Stepping into a Metrorail car as the temperatures soar can bring cooling relief from the hot outdoors -- or it can mean a stifling, hot ride even worse than standing in full sun on a downtown sidewalk.

Metro's rail car air conditioners have been working overtime, but also failing overtime, during the summer's heat wave.

The transit agency says the air conditioning typically has failed on 21 rail cars per day, about 2.5 percent of the daily fleet of about 850 cars during the peak commutes. But on the hottest days, the rates grew even higher, with as many as 66 failures as the temperature climbed to 100 on July 6. That's a bit less than one out every 12 rail cars during rush hour.

"As the temperature increases, naturally it stresses everything that has to do with these systems," Metro Deputy General Manager of Operations Dave Kubicek explained to board members on Thursday.

Hot ride?
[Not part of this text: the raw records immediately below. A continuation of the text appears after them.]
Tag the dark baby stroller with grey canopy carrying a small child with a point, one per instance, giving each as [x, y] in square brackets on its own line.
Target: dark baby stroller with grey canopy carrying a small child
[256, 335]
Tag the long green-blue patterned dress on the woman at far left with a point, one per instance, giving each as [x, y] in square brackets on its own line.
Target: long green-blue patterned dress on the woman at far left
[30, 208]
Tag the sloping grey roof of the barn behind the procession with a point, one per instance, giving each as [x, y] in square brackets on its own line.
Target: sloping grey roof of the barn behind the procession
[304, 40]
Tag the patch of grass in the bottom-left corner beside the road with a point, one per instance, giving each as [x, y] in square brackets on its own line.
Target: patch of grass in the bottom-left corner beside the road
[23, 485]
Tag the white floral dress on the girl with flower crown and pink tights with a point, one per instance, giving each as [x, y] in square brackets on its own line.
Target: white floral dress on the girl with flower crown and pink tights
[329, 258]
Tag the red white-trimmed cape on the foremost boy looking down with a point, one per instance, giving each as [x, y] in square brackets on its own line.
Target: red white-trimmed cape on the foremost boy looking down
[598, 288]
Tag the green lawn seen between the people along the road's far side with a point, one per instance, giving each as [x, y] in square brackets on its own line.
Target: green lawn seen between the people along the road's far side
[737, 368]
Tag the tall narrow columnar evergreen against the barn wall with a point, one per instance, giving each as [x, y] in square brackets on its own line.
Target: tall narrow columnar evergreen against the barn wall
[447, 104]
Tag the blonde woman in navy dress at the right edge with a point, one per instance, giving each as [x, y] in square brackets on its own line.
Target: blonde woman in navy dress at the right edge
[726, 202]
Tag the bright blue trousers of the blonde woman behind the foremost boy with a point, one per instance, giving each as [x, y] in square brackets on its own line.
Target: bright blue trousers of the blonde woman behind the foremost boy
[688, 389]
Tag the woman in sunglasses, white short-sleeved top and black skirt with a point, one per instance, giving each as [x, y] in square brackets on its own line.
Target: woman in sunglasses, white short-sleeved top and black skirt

Metro asks riders who enter rail cars with broken air conditioning to alert the transit system so the car can be pulled from service and repaired. Note the four-digit train number on the inside end doors or outside body of the car, then alert the operator through the intercom in the car. Or call Metro's customer service comment line during business hours: 202-637-1328.

When agency officials charted the number of failures and the daily temperature over a month of hot summer weather, they found a correlation: more failures as the temperatures rose, Kubicek said. The agency tries to repair the rail cars overnight, said interim General Manager Richard Sarles. But when the cooling system fails during daily service, the transit agency will shut off that car and try to get it offline as soon as possible.

Those blacked-out rail cars, though, sometimes cause crowding in the remaining cars, especially during rush hour.

The agency also is trying to reduce the amount of time it opens car doors at outdoor stations, especially at end-of-the-line stops, as the open doors allow cool air to escape.

Meanwhile, the system's oldest rail cars, the Rohr 1000 series that gained attention for crumpling during crashes, are getting full air conditioning upgrades because of problems with the condenser motors, Kubicek said. Twenty-nine percent have been upgraded so far, according to a Metro memo. The agency also is working with the manufacturers of other models to improve their cooling systems.